Fideos in saffron-pimentón broth with mussels and linguiça
This is a variation on a dish I made awhile back, and though breaking up capellini to make a version of fideos seems more legit, I think the clams were a better addition than mussels. The problem with mussels (always) is that their thin shells buckle under the weight of their neighbors, and a good handful seem to be broken right out of the bag (this time, the nice fella at New Seasons even inspected each handful, but missed 6 or 7 that had little hairline cracks). Buttery littlenecks are just tougher. Oh well.

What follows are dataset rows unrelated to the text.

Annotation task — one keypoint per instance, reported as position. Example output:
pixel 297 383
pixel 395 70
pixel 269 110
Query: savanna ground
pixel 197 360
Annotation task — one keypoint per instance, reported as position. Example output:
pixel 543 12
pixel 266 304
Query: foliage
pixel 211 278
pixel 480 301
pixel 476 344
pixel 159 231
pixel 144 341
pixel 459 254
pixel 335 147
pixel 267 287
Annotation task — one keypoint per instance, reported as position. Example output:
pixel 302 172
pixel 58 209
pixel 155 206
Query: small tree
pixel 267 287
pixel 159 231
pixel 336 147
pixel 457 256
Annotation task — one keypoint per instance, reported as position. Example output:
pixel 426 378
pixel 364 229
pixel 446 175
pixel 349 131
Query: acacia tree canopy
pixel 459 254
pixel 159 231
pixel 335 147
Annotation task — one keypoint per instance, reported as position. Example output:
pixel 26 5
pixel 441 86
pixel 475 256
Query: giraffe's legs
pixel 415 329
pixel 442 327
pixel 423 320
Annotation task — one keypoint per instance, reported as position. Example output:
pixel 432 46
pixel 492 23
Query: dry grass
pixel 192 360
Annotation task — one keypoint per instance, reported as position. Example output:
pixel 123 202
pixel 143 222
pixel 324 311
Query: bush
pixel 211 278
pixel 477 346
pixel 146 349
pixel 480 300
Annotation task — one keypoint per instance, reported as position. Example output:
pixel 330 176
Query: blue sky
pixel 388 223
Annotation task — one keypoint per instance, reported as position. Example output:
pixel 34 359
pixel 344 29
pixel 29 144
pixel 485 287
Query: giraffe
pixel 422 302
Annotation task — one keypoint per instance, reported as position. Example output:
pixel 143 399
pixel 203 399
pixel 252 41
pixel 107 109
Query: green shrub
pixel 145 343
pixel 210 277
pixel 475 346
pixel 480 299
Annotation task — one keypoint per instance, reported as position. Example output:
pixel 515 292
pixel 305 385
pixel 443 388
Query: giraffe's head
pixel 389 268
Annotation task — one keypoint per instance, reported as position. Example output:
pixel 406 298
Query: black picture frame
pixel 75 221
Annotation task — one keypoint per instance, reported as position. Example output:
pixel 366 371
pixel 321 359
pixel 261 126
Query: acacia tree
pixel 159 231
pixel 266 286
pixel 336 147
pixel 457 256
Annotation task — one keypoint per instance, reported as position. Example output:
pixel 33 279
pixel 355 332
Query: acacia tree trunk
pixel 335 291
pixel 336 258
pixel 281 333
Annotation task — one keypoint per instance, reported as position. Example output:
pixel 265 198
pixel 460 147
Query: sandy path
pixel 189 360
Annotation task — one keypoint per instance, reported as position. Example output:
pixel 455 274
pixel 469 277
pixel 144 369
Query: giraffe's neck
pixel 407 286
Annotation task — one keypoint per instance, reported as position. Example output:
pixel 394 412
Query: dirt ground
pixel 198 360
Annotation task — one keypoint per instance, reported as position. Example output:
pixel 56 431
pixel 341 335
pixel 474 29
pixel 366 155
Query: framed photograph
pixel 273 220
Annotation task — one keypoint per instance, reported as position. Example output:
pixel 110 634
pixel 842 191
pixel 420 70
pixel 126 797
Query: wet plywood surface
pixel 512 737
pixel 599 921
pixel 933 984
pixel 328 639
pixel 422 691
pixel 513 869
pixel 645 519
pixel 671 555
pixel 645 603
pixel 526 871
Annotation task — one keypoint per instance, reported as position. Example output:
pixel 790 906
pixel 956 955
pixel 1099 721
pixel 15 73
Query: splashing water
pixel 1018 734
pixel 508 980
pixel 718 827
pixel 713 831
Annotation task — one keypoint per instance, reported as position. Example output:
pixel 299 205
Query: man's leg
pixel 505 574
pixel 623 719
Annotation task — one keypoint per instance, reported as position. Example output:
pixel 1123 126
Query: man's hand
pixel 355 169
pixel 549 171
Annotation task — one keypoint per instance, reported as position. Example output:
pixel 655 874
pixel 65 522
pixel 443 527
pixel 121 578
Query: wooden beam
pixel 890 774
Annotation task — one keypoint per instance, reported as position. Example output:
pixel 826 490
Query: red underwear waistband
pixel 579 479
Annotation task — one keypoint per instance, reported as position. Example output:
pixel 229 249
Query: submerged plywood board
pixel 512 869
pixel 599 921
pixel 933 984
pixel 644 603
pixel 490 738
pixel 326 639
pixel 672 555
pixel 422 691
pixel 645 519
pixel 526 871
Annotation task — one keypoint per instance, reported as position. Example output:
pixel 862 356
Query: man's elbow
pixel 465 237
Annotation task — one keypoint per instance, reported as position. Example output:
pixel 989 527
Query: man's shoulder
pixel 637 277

I sliced up the linguiça and some onions and browned them up in a little olive oil with some minced garlic. I threw in the broken capellini-as-fideos and stirred them around the savory, orange oil as one would for a risotto, then added about a cup of white wine, a crumbly pinch of saffron threads and a fingertip-sized bump of pimentón, a few pinches of kosher salt and some cracks of pepper. Dumped in the last jar of my home-canned Dr. Wyches Yellow orange heirloom toms and a rinse-out jarful of water, then covered and simmered for about 15 minutes. When the fideos were al dente, I tossed in the scrubbed and de-bearded mussels and reapplied the lid. Sprinkle copious chopped parsley and break open some baguette for soppage.